Dan Peterson, una delle figure più rispettate nel panorama del basket italiano e internazionale, ha recentemente suscitato un vivace dibattito proponendo l’abolizione del tiro da tre punti. La sua opinione non è solitaria; è stata supportata da due illustri allenatori, Bogdan Tanjevic e Valerio Bianchini, che condividono la sua visione nostalgica e critica nei confronti di una pratica che, secondo loro, ha snaturato il gioco del basket. Nonostante le rispettive età di quasi 89 anni per Peterson, 81 per Bianchini e 77 per Tanjevic, il loro amore per il gioco e la loro esperienza li portano a riflettere su una questione cruciale: il tiro da tre sta veramente migliorando il basket o lo sta riducendo a una mera esibizione?
il dibattito sul tiro da tre
Peterson inizia la sua argomentazione sottolineando che, sebbene il tiro da tre possa sembrare un elemento apprezzato dai tifosi più giovani, c’è un numero crescente di appassionati che si dichiarano annoati dal gioco attuale. La frustrazione deriva dalla percezione che il basket moderno sia diventato un gioco di “tiri da tre” e che le squadre abbiano ridotto il loro repertorio offensivo a una sola strategia: tirare da lontano. Questo approccio, secondo Peterson, limita la creatività e la dinamicità del gioco, trasformandolo in una sfida in cui le squadre sono dipendenti dalla loro precisione da dietro l’arco.

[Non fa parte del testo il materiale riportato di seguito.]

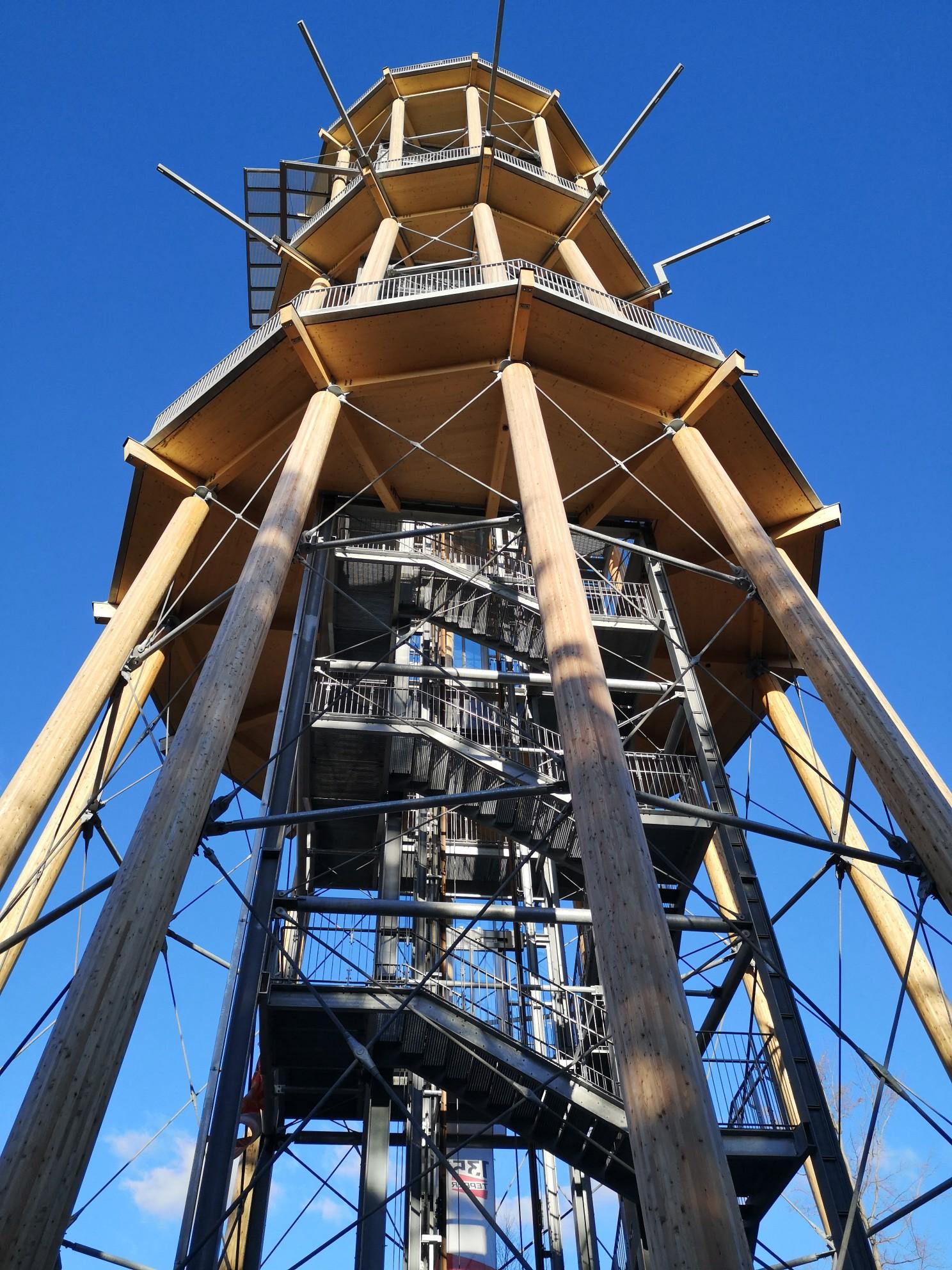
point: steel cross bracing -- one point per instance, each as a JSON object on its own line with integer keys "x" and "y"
{"x": 833, "y": 1180}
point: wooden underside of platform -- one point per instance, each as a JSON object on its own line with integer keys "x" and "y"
{"x": 411, "y": 369}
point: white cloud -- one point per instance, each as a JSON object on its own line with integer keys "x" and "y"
{"x": 328, "y": 1208}
{"x": 160, "y": 1191}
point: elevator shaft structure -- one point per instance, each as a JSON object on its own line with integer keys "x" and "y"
{"x": 479, "y": 515}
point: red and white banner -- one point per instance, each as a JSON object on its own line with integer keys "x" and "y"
{"x": 472, "y": 1241}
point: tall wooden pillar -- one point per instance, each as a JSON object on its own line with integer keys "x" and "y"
{"x": 730, "y": 903}
{"x": 870, "y": 881}
{"x": 52, "y": 1137}
{"x": 397, "y": 122}
{"x": 488, "y": 243}
{"x": 486, "y": 237}
{"x": 377, "y": 261}
{"x": 690, "y": 1208}
{"x": 54, "y": 751}
{"x": 910, "y": 787}
{"x": 544, "y": 144}
{"x": 343, "y": 160}
{"x": 582, "y": 271}
{"x": 52, "y": 849}
{"x": 474, "y": 118}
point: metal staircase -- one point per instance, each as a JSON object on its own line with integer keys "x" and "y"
{"x": 545, "y": 1072}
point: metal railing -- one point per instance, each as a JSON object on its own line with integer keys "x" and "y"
{"x": 644, "y": 318}
{"x": 479, "y": 721}
{"x": 507, "y": 564}
{"x": 537, "y": 170}
{"x": 415, "y": 159}
{"x": 220, "y": 371}
{"x": 488, "y": 978}
{"x": 445, "y": 705}
{"x": 305, "y": 229}
{"x": 419, "y": 284}
{"x": 742, "y": 1075}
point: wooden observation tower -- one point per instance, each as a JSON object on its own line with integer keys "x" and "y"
{"x": 474, "y": 567}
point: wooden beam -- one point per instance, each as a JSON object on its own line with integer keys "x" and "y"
{"x": 56, "y": 747}
{"x": 785, "y": 531}
{"x": 909, "y": 785}
{"x": 722, "y": 379}
{"x": 578, "y": 221}
{"x": 377, "y": 261}
{"x": 582, "y": 271}
{"x": 55, "y": 1132}
{"x": 306, "y": 351}
{"x": 887, "y": 919}
{"x": 141, "y": 456}
{"x": 500, "y": 454}
{"x": 474, "y": 118}
{"x": 46, "y": 862}
{"x": 304, "y": 346}
{"x": 388, "y": 494}
{"x": 242, "y": 460}
{"x": 688, "y": 1203}
{"x": 485, "y": 173}
{"x": 825, "y": 518}
{"x": 620, "y": 484}
{"x": 488, "y": 364}
{"x": 397, "y": 121}
{"x": 549, "y": 103}
{"x": 544, "y": 145}
{"x": 521, "y": 316}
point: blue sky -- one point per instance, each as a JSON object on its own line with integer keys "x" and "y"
{"x": 121, "y": 291}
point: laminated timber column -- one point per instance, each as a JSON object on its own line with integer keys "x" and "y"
{"x": 488, "y": 241}
{"x": 55, "y": 748}
{"x": 582, "y": 271}
{"x": 54, "y": 1134}
{"x": 338, "y": 184}
{"x": 881, "y": 906}
{"x": 52, "y": 849}
{"x": 397, "y": 121}
{"x": 910, "y": 787}
{"x": 377, "y": 261}
{"x": 544, "y": 144}
{"x": 691, "y": 1213}
{"x": 474, "y": 118}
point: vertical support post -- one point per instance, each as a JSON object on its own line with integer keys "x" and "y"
{"x": 237, "y": 1235}
{"x": 474, "y": 118}
{"x": 397, "y": 122}
{"x": 736, "y": 889}
{"x": 226, "y": 1076}
{"x": 36, "y": 780}
{"x": 375, "y": 1153}
{"x": 52, "y": 849}
{"x": 688, "y": 1202}
{"x": 488, "y": 241}
{"x": 904, "y": 778}
{"x": 584, "y": 1218}
{"x": 413, "y": 1212}
{"x": 544, "y": 144}
{"x": 389, "y": 888}
{"x": 377, "y": 261}
{"x": 870, "y": 881}
{"x": 56, "y": 1128}
{"x": 582, "y": 271}
{"x": 343, "y": 160}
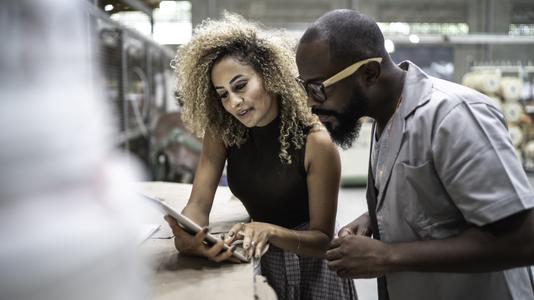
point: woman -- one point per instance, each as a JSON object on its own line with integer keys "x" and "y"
{"x": 240, "y": 95}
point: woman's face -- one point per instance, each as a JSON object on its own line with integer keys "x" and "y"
{"x": 242, "y": 94}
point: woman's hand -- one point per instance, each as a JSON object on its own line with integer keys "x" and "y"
{"x": 193, "y": 245}
{"x": 255, "y": 236}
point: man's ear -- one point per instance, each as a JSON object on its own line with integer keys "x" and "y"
{"x": 371, "y": 72}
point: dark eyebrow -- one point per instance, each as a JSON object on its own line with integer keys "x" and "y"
{"x": 316, "y": 79}
{"x": 231, "y": 81}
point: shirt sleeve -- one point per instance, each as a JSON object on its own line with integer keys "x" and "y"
{"x": 476, "y": 162}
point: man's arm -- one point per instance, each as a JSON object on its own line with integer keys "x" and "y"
{"x": 505, "y": 244}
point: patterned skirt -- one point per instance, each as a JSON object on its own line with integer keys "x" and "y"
{"x": 295, "y": 277}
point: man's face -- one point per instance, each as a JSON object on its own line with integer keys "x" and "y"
{"x": 345, "y": 103}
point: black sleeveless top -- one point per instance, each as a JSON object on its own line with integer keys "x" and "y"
{"x": 271, "y": 191}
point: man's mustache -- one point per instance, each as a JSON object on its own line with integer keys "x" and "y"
{"x": 325, "y": 112}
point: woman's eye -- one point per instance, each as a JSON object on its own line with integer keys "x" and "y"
{"x": 223, "y": 96}
{"x": 240, "y": 85}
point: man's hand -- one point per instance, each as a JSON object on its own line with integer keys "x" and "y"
{"x": 360, "y": 226}
{"x": 193, "y": 245}
{"x": 357, "y": 256}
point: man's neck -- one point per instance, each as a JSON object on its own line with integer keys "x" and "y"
{"x": 393, "y": 92}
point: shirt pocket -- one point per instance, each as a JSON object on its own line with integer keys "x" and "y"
{"x": 426, "y": 206}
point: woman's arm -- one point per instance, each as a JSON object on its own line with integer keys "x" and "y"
{"x": 199, "y": 205}
{"x": 323, "y": 169}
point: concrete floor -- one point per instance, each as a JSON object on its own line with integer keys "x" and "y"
{"x": 352, "y": 204}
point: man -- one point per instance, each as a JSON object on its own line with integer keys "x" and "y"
{"x": 450, "y": 206}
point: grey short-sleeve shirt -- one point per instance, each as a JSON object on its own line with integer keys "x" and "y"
{"x": 450, "y": 165}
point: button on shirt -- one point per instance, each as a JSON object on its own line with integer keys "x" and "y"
{"x": 449, "y": 164}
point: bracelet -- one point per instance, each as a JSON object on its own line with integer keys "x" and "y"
{"x": 298, "y": 238}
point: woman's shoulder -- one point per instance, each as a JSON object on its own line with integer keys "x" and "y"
{"x": 318, "y": 140}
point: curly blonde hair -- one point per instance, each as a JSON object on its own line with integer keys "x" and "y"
{"x": 271, "y": 55}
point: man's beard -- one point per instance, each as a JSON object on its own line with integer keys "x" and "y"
{"x": 349, "y": 125}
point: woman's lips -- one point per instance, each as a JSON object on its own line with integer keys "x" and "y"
{"x": 243, "y": 113}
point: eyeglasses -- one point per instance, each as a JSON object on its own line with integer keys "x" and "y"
{"x": 316, "y": 89}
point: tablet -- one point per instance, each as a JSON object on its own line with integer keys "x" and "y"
{"x": 190, "y": 226}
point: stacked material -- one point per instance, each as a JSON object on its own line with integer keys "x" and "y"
{"x": 504, "y": 92}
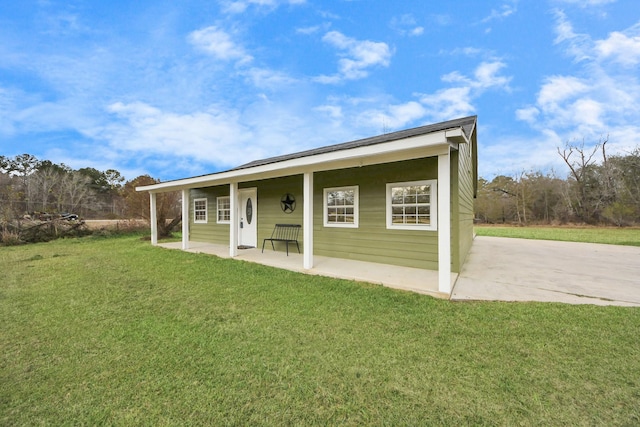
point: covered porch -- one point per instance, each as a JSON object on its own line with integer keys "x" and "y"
{"x": 405, "y": 278}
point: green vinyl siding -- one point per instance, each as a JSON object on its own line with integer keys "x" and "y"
{"x": 372, "y": 241}
{"x": 466, "y": 180}
{"x": 270, "y": 192}
{"x": 211, "y": 232}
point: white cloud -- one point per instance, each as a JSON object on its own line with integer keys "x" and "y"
{"x": 239, "y": 6}
{"x": 357, "y": 57}
{"x": 406, "y": 25}
{"x": 557, "y": 89}
{"x": 206, "y": 136}
{"x": 444, "y": 104}
{"x": 599, "y": 97}
{"x": 587, "y": 3}
{"x": 268, "y": 79}
{"x": 218, "y": 43}
{"x": 504, "y": 11}
{"x": 620, "y": 47}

la scomparsa di figure fondamentali
Un aspetto centrale della sua critica è la scomparsa di figure fondamentali nel basket, come i veri pivot e playmaker. Con il predominio del tiro da tre, i centri tradizionali, capaci di dominare sotto canestro, sono stati sostituiti da “pivot bonsai”, giocatori più snodati e agili, ma meno incisivi nel gioco vicino al canestro. Allo stesso modo, i playmaker, che un tempo erano i registi del gioco, hanno visto il loro ruolo evolversi in quello di semplici distributori di palla, piuttosto che creatori di gioco. Peterson cita leggende come Magic Johnson e John Stockton, evidenziando come il loro contributo al gioco non possa essere replicato in un contesto dove il tiro da tre ha preso il sopravvento.
la varietà del gioco
La sua osservazione si estende anche all’equilibrio del gioco stesso. Infatti, con l’aumento dei tiri da tre, si è assistito a una vera e propria rinuncia a giocare all’interno dell’area. Peterson mette in guardia: “Rinunciare a ben il 60% dell’area d’attacco è un suicidio tecnico”. Con la quasi totale assenza di tiri da due punti, il gioco perde la sua varietà e complessità. Non ci sono più quei momenti magici di palleggio-arresto-tiro che hanno caratterizzato le giocate di grandi campioni come Michael Jordan. La bellezza del basket, secondo Peterson, risiedeva nella diversità delle giocate, nella capacità di un giocatore di segnare da diverse posizioni del campo.
una proposta di cambiamento
Nonostante le sue posizioni radicali, Peterson non si definisce un assolutista. È aperto a una “mezza soluzione” che prevede di mantenere il tiro da tre, ma con limitazioni. Propone di fissare la linea da tre punti in modo che coincida con il bordo laterale all’altezza della linea di tiro libero prolungato. In questo modo, il tiro da tre sarebbe possibile solo in determinate aree del campo, incoraggiando le squadre a sviluppare schemi e sistemi di gioco più complessi e vari.
Peterson è convinto che, senza la pressione del tiro da tre, gli allenatori tornerebbero a esplorare le possibilità creative del gioco, proprio come in passato. Ha citato alcuni concetti di gioco che potrebbero rimanere validi:
- Penetrazione e passaggio
- Circolazione della palla
- Spaziatura
- Rapidità nel ricevere e tirare
Queste dinamiche non solo arricchirebbero il basket, ma lo renderebbero anche più emozionante da guardare.
In ultima analisi, Dan Peterson desidera un ritorno a un basket più puro, dove ogni canestro, indipendentemente dalla distanza, conta nel modo in cui è stato concepito per quasi un secolo. La sua visione non è solo una nostalgica evocazione di un passato glorioso, ma una chiamata a riflettere sul futuro del gioco. Come lui stesso afferma, “un canestro è un canestro”, e il basket dovrebbe tornare a essere un’espressione di abilità, strategia e creatività, piuttosto che un mero calcolo di probabilità legato alla distanza da cui si tira.